E2LLM: Encoder Elongated Large Language Models for Long-Context Understanding and Reasoning

Zihan Liao,Jun Wang,Hang Yu,Lingxiao Wei,Jianguo Li,Jun Wang,Wei Zhang
2024-09-11
Abstract:In the realm of Large Language Models (LLMs), the ability to process long contexts is increasingly crucial for tasks such as multi-round dialogues, code generation, and document summarization. This paper addresses the challenges of enhancing the long-context performance, reducing computational complexity, and leveraging pretrained models collectively termed the "impossible triangle." We introduce E2LLM (Encoder Elongated Large Language Models), a novel approach that effectively navigates this paradox. The method involves splitting long contexts into chunks, compressing each into embedding vectors via a pretrained text encoder, and utilizing an adapter to align these representations with a decoder-only LLM. Two training objectives, focusing on reconstruction of the encoder output and long-context instruction fine-tuning, are employed to facilitate the understanding of soft prompts by the LLM. Experimental results demonstrate that E2LLM achieves superior performance in long-context scenarios while balancing efficiency, performance, and compatibility with pretrained models. Our framework thus represents a significant advancement in the field, contributing to effective long-text modeling.
Computation and Language
What problem does this paper attempt to address?

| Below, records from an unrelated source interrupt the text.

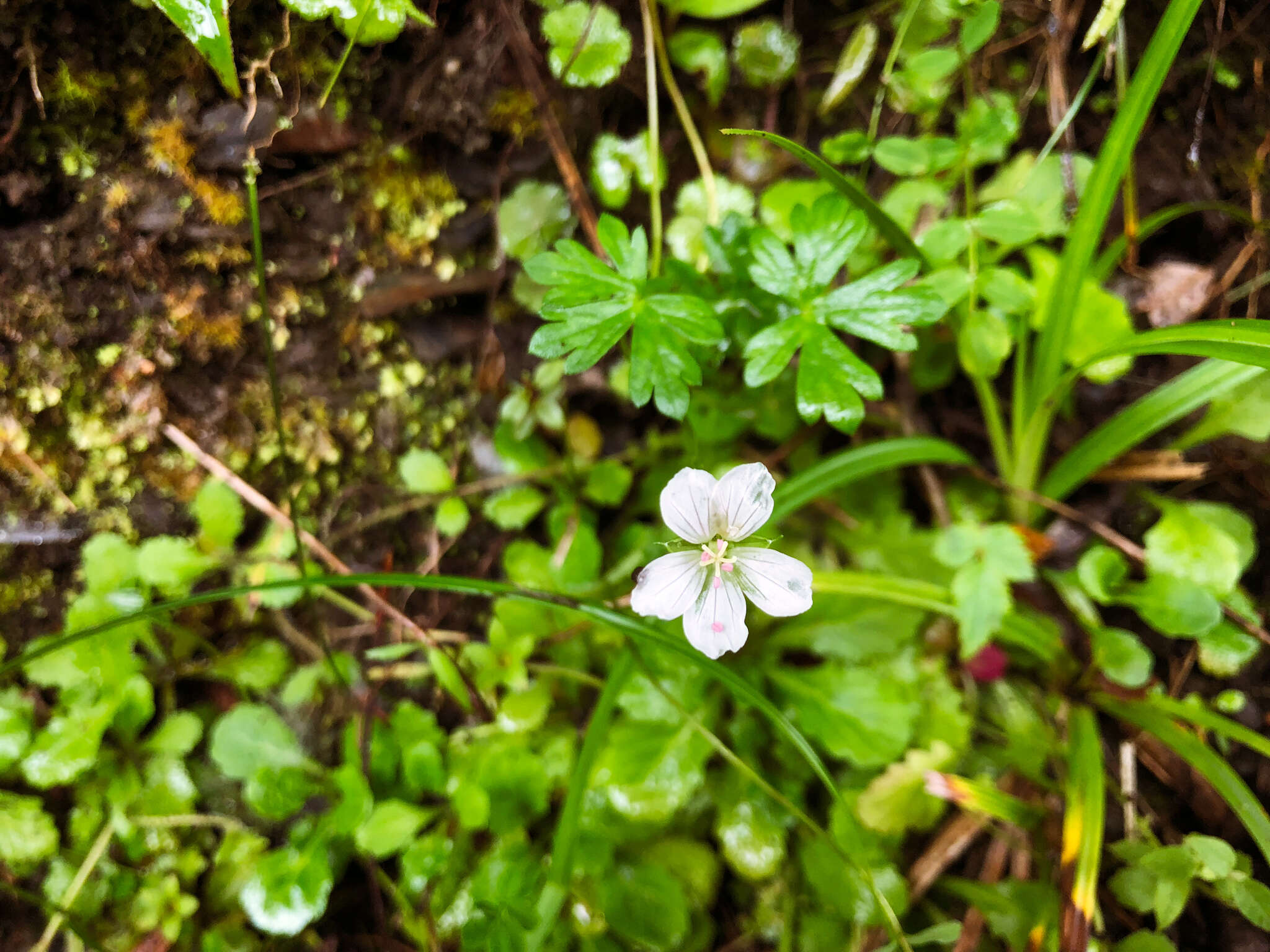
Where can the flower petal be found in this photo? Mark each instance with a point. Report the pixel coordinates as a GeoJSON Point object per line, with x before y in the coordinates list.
{"type": "Point", "coordinates": [670, 584]}
{"type": "Point", "coordinates": [686, 505]}
{"type": "Point", "coordinates": [742, 501]}
{"type": "Point", "coordinates": [717, 621]}
{"type": "Point", "coordinates": [776, 583]}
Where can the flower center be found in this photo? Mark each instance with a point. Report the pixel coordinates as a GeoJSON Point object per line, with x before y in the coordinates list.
{"type": "Point", "coordinates": [718, 558]}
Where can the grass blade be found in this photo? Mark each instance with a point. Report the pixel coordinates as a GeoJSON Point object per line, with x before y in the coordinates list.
{"type": "Point", "coordinates": [1214, 769]}
{"type": "Point", "coordinates": [1082, 829]}
{"type": "Point", "coordinates": [564, 843]}
{"type": "Point", "coordinates": [1142, 419]}
{"type": "Point", "coordinates": [1213, 721]}
{"type": "Point", "coordinates": [1100, 192]}
{"type": "Point", "coordinates": [860, 462]}
{"type": "Point", "coordinates": [741, 690]}
{"type": "Point", "coordinates": [887, 226]}
{"type": "Point", "coordinates": [1043, 643]}
{"type": "Point", "coordinates": [1148, 226]}
{"type": "Point", "coordinates": [206, 24]}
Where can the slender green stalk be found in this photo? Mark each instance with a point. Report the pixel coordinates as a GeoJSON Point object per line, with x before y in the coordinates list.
{"type": "Point", "coordinates": [1086, 231]}
{"type": "Point", "coordinates": [992, 419]}
{"type": "Point", "coordinates": [690, 128]}
{"type": "Point", "coordinates": [564, 843]}
{"type": "Point", "coordinates": [1077, 102]}
{"type": "Point", "coordinates": [251, 170]}
{"type": "Point", "coordinates": [654, 140]}
{"type": "Point", "coordinates": [889, 66]}
{"type": "Point", "coordinates": [91, 860]}
{"type": "Point", "coordinates": [753, 777]}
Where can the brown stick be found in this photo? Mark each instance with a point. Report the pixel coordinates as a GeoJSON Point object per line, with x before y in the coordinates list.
{"type": "Point", "coordinates": [522, 50]}
{"type": "Point", "coordinates": [1112, 537]}
{"type": "Point", "coordinates": [253, 498]}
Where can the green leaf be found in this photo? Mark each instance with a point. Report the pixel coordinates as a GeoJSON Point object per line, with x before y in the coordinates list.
{"type": "Point", "coordinates": [391, 828]}
{"type": "Point", "coordinates": [980, 27]}
{"type": "Point", "coordinates": [831, 381]}
{"type": "Point", "coordinates": [646, 906]}
{"type": "Point", "coordinates": [711, 9]}
{"type": "Point", "coordinates": [863, 714]}
{"type": "Point", "coordinates": [533, 219]}
{"type": "Point", "coordinates": [1122, 656]}
{"type": "Point", "coordinates": [750, 832]}
{"type": "Point", "coordinates": [1184, 544]}
{"type": "Point", "coordinates": [1215, 856]}
{"type": "Point", "coordinates": [220, 514]}
{"type": "Point", "coordinates": [607, 483]}
{"type": "Point", "coordinates": [1242, 409]}
{"type": "Point", "coordinates": [1146, 942]}
{"type": "Point", "coordinates": [1253, 899]}
{"type": "Point", "coordinates": [605, 45]}
{"type": "Point", "coordinates": [206, 24]}
{"type": "Point", "coordinates": [425, 471]}
{"type": "Point", "coordinates": [701, 51]}
{"type": "Point", "coordinates": [16, 725]}
{"type": "Point", "coordinates": [897, 801]}
{"type": "Point", "coordinates": [1173, 606]}
{"type": "Point", "coordinates": [1101, 192]}
{"type": "Point", "coordinates": [171, 564]}
{"type": "Point", "coordinates": [453, 517]}
{"type": "Point", "coordinates": [649, 770]}
{"type": "Point", "coordinates": [765, 52]}
{"type": "Point", "coordinates": [1146, 416]}
{"type": "Point", "coordinates": [685, 235]}
{"type": "Point", "coordinates": [892, 232]}
{"type": "Point", "coordinates": [854, 63]}
{"type": "Point", "coordinates": [27, 833]}
{"type": "Point", "coordinates": [515, 507]}
{"type": "Point", "coordinates": [249, 738]}
{"type": "Point", "coordinates": [288, 889]}
{"type": "Point", "coordinates": [616, 162]}
{"type": "Point", "coordinates": [110, 563]}
{"type": "Point", "coordinates": [177, 735]}
{"type": "Point", "coordinates": [1214, 769]}
{"type": "Point", "coordinates": [856, 464]}
{"type": "Point", "coordinates": [66, 747]}
{"type": "Point", "coordinates": [277, 792]}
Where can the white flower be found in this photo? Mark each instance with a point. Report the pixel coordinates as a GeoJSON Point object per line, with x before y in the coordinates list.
{"type": "Point", "coordinates": [709, 586]}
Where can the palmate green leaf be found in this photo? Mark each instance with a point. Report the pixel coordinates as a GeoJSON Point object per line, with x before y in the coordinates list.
{"type": "Point", "coordinates": [206, 24]}
{"type": "Point", "coordinates": [892, 232]}
{"type": "Point", "coordinates": [831, 381]}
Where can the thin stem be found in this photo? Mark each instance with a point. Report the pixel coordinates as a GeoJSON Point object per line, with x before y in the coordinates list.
{"type": "Point", "coordinates": [690, 128]}
{"type": "Point", "coordinates": [992, 418]}
{"type": "Point", "coordinates": [343, 59]}
{"type": "Point", "coordinates": [1129, 190]}
{"type": "Point", "coordinates": [91, 861]}
{"type": "Point", "coordinates": [889, 68]}
{"type": "Point", "coordinates": [654, 141]}
{"type": "Point", "coordinates": [251, 170]}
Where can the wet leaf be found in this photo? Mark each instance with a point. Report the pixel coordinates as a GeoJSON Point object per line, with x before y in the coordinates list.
{"type": "Point", "coordinates": [590, 40]}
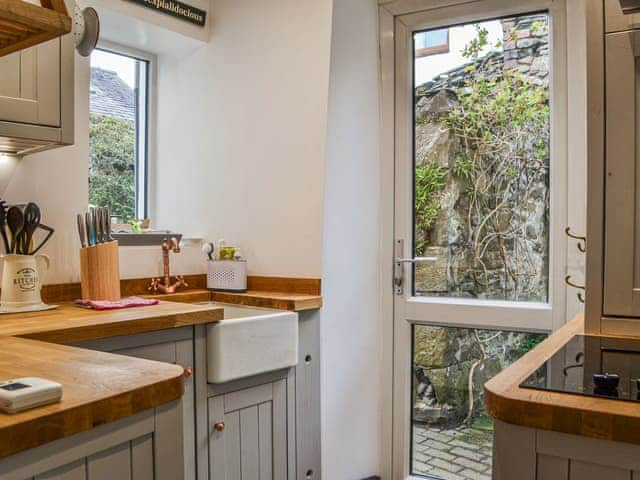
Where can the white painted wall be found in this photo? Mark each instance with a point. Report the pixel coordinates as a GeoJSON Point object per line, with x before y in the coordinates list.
{"type": "Point", "coordinates": [351, 321]}
{"type": "Point", "coordinates": [242, 125]}
{"type": "Point", "coordinates": [429, 67]}
{"type": "Point", "coordinates": [57, 181]}
{"type": "Point", "coordinates": [241, 141]}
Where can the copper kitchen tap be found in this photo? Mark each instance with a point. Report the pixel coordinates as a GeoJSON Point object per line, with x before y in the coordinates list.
{"type": "Point", "coordinates": [164, 285]}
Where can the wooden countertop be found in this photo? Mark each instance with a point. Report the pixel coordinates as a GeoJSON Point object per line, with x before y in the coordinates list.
{"type": "Point", "coordinates": [586, 416]}
{"type": "Point", "coordinates": [70, 324]}
{"type": "Point", "coordinates": [296, 302]}
{"type": "Point", "coordinates": [97, 388]}
{"type": "Point", "coordinates": [101, 387]}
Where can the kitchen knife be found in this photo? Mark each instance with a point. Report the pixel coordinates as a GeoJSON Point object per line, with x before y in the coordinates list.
{"type": "Point", "coordinates": [90, 232]}
{"type": "Point", "coordinates": [82, 231]}
{"type": "Point", "coordinates": [98, 219]}
{"type": "Point", "coordinates": [108, 230]}
{"type": "Point", "coordinates": [103, 215]}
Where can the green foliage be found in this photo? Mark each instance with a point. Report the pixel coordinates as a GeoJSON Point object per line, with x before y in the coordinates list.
{"type": "Point", "coordinates": [502, 127]}
{"type": "Point", "coordinates": [475, 46]}
{"type": "Point", "coordinates": [429, 183]}
{"type": "Point", "coordinates": [112, 165]}
{"type": "Point", "coordinates": [529, 342]}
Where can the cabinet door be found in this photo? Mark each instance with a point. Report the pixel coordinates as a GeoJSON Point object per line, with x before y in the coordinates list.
{"type": "Point", "coordinates": [622, 212]}
{"type": "Point", "coordinates": [248, 434]}
{"type": "Point", "coordinates": [30, 85]}
{"type": "Point", "coordinates": [181, 353]}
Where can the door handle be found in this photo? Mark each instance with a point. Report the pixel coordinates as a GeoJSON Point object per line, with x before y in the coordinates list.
{"type": "Point", "coordinates": [399, 262]}
{"type": "Point", "coordinates": [417, 260]}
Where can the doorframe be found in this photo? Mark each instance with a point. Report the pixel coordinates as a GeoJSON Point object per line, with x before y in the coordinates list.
{"type": "Point", "coordinates": [388, 10]}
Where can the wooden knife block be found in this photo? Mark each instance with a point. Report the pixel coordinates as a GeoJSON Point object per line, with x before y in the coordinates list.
{"type": "Point", "coordinates": [100, 272]}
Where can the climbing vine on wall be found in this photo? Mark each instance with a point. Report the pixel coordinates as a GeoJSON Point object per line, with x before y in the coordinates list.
{"type": "Point", "coordinates": [502, 126]}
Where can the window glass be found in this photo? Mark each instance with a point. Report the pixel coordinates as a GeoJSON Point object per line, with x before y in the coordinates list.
{"type": "Point", "coordinates": [481, 162]}
{"type": "Point", "coordinates": [431, 42]}
{"type": "Point", "coordinates": [452, 435]}
{"type": "Point", "coordinates": [118, 134]}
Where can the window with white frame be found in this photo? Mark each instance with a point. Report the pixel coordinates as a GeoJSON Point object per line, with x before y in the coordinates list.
{"type": "Point", "coordinates": [119, 133]}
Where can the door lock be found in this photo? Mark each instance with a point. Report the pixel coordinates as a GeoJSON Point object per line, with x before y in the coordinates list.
{"type": "Point", "coordinates": [400, 262]}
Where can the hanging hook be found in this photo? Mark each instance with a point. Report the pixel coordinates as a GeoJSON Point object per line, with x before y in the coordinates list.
{"type": "Point", "coordinates": [582, 241]}
{"type": "Point", "coordinates": [580, 294]}
{"type": "Point", "coordinates": [569, 282]}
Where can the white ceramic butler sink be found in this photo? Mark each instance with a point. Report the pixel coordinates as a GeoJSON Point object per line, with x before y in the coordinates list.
{"type": "Point", "coordinates": [250, 341]}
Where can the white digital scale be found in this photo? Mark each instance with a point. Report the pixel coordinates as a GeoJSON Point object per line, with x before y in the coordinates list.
{"type": "Point", "coordinates": [29, 392]}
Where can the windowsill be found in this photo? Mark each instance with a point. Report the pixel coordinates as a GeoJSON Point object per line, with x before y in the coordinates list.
{"type": "Point", "coordinates": [144, 239]}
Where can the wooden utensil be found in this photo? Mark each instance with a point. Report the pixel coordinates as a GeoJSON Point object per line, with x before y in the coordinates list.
{"type": "Point", "coordinates": [50, 233]}
{"type": "Point", "coordinates": [15, 221]}
{"type": "Point", "coordinates": [100, 272]}
{"type": "Point", "coordinates": [3, 226]}
{"type": "Point", "coordinates": [32, 217]}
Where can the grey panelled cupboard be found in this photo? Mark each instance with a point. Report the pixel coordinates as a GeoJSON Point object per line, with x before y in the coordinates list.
{"type": "Point", "coordinates": [37, 96]}
{"type": "Point", "coordinates": [141, 447]}
{"type": "Point", "coordinates": [530, 454]}
{"type": "Point", "coordinates": [169, 346]}
{"type": "Point", "coordinates": [271, 422]}
{"type": "Point", "coordinates": [621, 292]}
{"type": "Point", "coordinates": [249, 434]}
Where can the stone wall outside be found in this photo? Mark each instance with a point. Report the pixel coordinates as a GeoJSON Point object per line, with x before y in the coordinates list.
{"type": "Point", "coordinates": [444, 357]}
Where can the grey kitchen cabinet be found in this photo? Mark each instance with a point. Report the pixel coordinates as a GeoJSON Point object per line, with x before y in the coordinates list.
{"type": "Point", "coordinates": [621, 290]}
{"type": "Point", "coordinates": [37, 96]}
{"type": "Point", "coordinates": [144, 446]}
{"type": "Point", "coordinates": [250, 434]}
{"type": "Point", "coordinates": [616, 20]}
{"type": "Point", "coordinates": [531, 454]}
{"type": "Point", "coordinates": [169, 346]}
{"type": "Point", "coordinates": [30, 85]}
{"type": "Point", "coordinates": [277, 414]}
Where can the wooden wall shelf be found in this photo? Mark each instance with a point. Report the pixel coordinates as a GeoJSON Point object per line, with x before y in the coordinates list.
{"type": "Point", "coordinates": [23, 24]}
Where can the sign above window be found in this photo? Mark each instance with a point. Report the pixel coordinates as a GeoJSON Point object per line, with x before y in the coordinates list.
{"type": "Point", "coordinates": [176, 9]}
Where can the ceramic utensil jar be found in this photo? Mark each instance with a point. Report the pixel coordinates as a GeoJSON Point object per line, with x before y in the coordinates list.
{"type": "Point", "coordinates": [22, 277]}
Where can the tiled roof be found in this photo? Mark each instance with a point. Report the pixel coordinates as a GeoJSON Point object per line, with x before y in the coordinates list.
{"type": "Point", "coordinates": [110, 95]}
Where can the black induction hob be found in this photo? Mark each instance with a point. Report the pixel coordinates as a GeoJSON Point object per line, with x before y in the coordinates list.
{"type": "Point", "coordinates": [592, 366]}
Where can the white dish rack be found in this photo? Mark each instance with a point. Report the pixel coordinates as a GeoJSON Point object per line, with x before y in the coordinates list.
{"type": "Point", "coordinates": [227, 275]}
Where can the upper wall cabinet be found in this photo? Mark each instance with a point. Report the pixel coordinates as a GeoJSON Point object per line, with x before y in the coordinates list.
{"type": "Point", "coordinates": [30, 85]}
{"type": "Point", "coordinates": [37, 97]}
{"type": "Point", "coordinates": [615, 20]}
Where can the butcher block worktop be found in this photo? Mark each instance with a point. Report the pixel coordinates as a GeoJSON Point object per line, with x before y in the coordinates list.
{"type": "Point", "coordinates": [69, 323]}
{"type": "Point", "coordinates": [560, 412]}
{"type": "Point", "coordinates": [97, 388]}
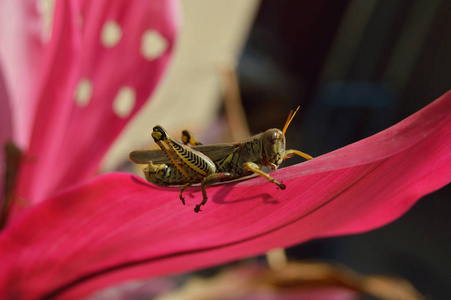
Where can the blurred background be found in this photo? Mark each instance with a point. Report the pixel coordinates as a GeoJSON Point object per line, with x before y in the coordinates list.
{"type": "Point", "coordinates": [355, 68]}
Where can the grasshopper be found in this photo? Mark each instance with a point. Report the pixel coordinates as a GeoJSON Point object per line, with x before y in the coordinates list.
{"type": "Point", "coordinates": [190, 162]}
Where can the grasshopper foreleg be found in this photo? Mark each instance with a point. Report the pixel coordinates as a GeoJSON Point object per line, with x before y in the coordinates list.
{"type": "Point", "coordinates": [250, 166]}
{"type": "Point", "coordinates": [211, 179]}
{"type": "Point", "coordinates": [181, 191]}
{"type": "Point", "coordinates": [290, 153]}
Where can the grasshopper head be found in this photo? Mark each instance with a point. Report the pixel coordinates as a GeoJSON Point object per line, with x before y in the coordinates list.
{"type": "Point", "coordinates": [273, 141]}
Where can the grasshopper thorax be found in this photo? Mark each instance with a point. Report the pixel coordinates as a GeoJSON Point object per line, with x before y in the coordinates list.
{"type": "Point", "coordinates": [273, 142]}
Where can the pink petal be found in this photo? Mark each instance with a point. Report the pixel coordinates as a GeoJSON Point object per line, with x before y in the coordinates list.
{"type": "Point", "coordinates": [70, 136]}
{"type": "Point", "coordinates": [5, 130]}
{"type": "Point", "coordinates": [21, 52]}
{"type": "Point", "coordinates": [118, 227]}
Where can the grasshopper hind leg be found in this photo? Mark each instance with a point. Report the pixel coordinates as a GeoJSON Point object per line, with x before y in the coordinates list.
{"type": "Point", "coordinates": [189, 139]}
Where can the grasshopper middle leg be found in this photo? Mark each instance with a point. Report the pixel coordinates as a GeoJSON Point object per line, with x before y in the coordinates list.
{"type": "Point", "coordinates": [211, 179]}
{"type": "Point", "coordinates": [250, 166]}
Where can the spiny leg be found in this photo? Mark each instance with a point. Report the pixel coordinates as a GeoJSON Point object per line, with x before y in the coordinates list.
{"type": "Point", "coordinates": [210, 179]}
{"type": "Point", "coordinates": [250, 166]}
{"type": "Point", "coordinates": [290, 153]}
{"type": "Point", "coordinates": [188, 138]}
{"type": "Point", "coordinates": [181, 191]}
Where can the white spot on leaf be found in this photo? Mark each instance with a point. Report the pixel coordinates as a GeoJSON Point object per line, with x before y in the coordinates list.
{"type": "Point", "coordinates": [124, 102]}
{"type": "Point", "coordinates": [83, 92]}
{"type": "Point", "coordinates": [111, 34]}
{"type": "Point", "coordinates": [153, 44]}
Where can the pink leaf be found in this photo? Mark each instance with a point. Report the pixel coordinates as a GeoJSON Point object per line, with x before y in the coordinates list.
{"type": "Point", "coordinates": [96, 77]}
{"type": "Point", "coordinates": [118, 227]}
{"type": "Point", "coordinates": [5, 130]}
{"type": "Point", "coordinates": [21, 52]}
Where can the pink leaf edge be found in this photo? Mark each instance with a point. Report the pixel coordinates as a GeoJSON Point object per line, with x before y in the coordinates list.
{"type": "Point", "coordinates": [119, 227]}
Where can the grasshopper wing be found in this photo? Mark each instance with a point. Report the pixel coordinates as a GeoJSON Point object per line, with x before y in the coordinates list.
{"type": "Point", "coordinates": [213, 151]}
{"type": "Point", "coordinates": [144, 156]}
{"type": "Point", "coordinates": [216, 151]}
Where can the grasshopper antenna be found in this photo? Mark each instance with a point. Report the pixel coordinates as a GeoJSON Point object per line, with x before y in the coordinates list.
{"type": "Point", "coordinates": [289, 119]}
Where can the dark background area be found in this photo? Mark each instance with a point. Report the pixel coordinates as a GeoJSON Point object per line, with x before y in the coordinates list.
{"type": "Point", "coordinates": [356, 68]}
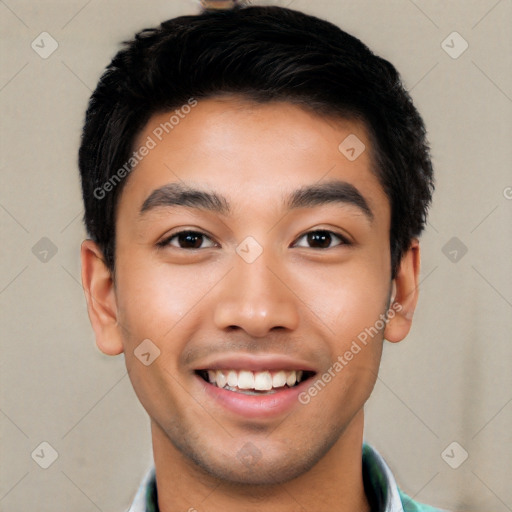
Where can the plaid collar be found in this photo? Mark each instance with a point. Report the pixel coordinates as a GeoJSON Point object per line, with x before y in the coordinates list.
{"type": "Point", "coordinates": [380, 488]}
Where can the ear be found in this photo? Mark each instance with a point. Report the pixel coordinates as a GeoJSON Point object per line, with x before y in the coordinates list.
{"type": "Point", "coordinates": [101, 301]}
{"type": "Point", "coordinates": [402, 307]}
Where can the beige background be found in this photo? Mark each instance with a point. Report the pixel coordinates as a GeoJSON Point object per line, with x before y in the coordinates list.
{"type": "Point", "coordinates": [451, 380]}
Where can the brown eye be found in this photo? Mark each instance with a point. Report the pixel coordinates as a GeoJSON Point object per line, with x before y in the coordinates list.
{"type": "Point", "coordinates": [321, 239]}
{"type": "Point", "coordinates": [188, 240]}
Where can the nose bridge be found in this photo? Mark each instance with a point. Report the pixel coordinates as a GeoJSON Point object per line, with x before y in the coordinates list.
{"type": "Point", "coordinates": [255, 297]}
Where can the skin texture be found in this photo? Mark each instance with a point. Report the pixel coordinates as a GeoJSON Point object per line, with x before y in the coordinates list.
{"type": "Point", "coordinates": [295, 299]}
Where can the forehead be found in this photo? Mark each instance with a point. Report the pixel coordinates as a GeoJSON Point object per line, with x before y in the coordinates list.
{"type": "Point", "coordinates": [252, 153]}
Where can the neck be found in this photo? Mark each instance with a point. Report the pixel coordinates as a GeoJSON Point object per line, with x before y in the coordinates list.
{"type": "Point", "coordinates": [333, 483]}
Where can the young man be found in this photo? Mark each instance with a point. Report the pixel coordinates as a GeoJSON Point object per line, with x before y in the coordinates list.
{"type": "Point", "coordinates": [254, 181]}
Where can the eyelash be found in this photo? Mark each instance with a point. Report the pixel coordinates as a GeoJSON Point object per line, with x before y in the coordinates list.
{"type": "Point", "coordinates": [167, 241]}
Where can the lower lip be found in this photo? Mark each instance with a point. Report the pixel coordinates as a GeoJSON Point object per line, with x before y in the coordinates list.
{"type": "Point", "coordinates": [255, 406]}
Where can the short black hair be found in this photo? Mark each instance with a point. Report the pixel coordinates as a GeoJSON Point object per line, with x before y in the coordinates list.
{"type": "Point", "coordinates": [263, 54]}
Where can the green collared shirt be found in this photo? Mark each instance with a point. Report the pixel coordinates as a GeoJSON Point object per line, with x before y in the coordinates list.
{"type": "Point", "coordinates": [380, 488]}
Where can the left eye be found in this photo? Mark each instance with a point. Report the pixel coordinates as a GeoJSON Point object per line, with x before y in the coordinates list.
{"type": "Point", "coordinates": [321, 239]}
{"type": "Point", "coordinates": [188, 240]}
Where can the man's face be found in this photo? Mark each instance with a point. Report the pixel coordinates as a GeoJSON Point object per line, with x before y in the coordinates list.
{"type": "Point", "coordinates": [269, 281]}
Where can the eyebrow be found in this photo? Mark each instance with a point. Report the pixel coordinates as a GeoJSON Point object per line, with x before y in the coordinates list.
{"type": "Point", "coordinates": [334, 191]}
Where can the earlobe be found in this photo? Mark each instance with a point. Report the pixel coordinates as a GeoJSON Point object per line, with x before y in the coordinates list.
{"type": "Point", "coordinates": [101, 302]}
{"type": "Point", "coordinates": [404, 295]}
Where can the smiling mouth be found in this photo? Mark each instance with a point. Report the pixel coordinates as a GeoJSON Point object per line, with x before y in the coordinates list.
{"type": "Point", "coordinates": [254, 383]}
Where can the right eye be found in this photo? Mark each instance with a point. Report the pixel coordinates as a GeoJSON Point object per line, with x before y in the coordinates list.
{"type": "Point", "coordinates": [187, 240]}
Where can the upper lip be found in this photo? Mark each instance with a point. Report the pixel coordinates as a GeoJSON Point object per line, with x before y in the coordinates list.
{"type": "Point", "coordinates": [255, 363]}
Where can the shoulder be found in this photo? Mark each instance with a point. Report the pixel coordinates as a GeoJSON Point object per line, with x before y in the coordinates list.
{"type": "Point", "coordinates": [410, 505]}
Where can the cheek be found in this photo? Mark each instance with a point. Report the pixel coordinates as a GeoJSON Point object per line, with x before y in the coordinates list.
{"type": "Point", "coordinates": [154, 299]}
{"type": "Point", "coordinates": [347, 299]}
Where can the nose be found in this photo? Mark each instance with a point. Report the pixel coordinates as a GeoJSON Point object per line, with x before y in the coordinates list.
{"type": "Point", "coordinates": [256, 298]}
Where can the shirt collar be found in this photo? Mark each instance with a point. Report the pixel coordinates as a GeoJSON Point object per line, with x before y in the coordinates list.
{"type": "Point", "coordinates": [379, 484]}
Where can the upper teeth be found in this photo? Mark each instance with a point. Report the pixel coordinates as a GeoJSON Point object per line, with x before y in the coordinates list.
{"type": "Point", "coordinates": [260, 381]}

The paper attempts to address the balance between handling long contexts in large language models (LLMs), reducing computational complexity, and leveraging pre-trained models, known as the "impossible trinity." Specifically, the paper aims to improve LLMs' long-context understanding and reasoning abilities in tasks such as multi-turn dialogue, code generation, and document summarization, while reducing training and inference computational costs and ensuring compatibility with existing pre-trained models. To tackle this challenge, the paper proposes E2LLM (Encoder Elongated Large Language Models), a novel approach based on pre-trained text encoders and decoder-type LLMs. E2LLM works by splitting long texts into multiple chunks, using a pre-trained text encoder to compress each chunk into embedding vectors, and then aligning these embedding vectors to the input space of decoder-type LLMs through adapters, thereby enabling effective handling of long contexts. Additionally, E2LLM introduces two training objectives: one is to reconstruct the encoder outputs, and the other is long-context instruction fine-tuning to enhance LLMs' understanding of soft prompts, thereby generating accurate answers. Experimental results show that E2LLM performs excellently in long-context scenarios, achieving a good balance between performance, efficiency, and compatibility, and bringing significant advancements to the field of long-text modeling.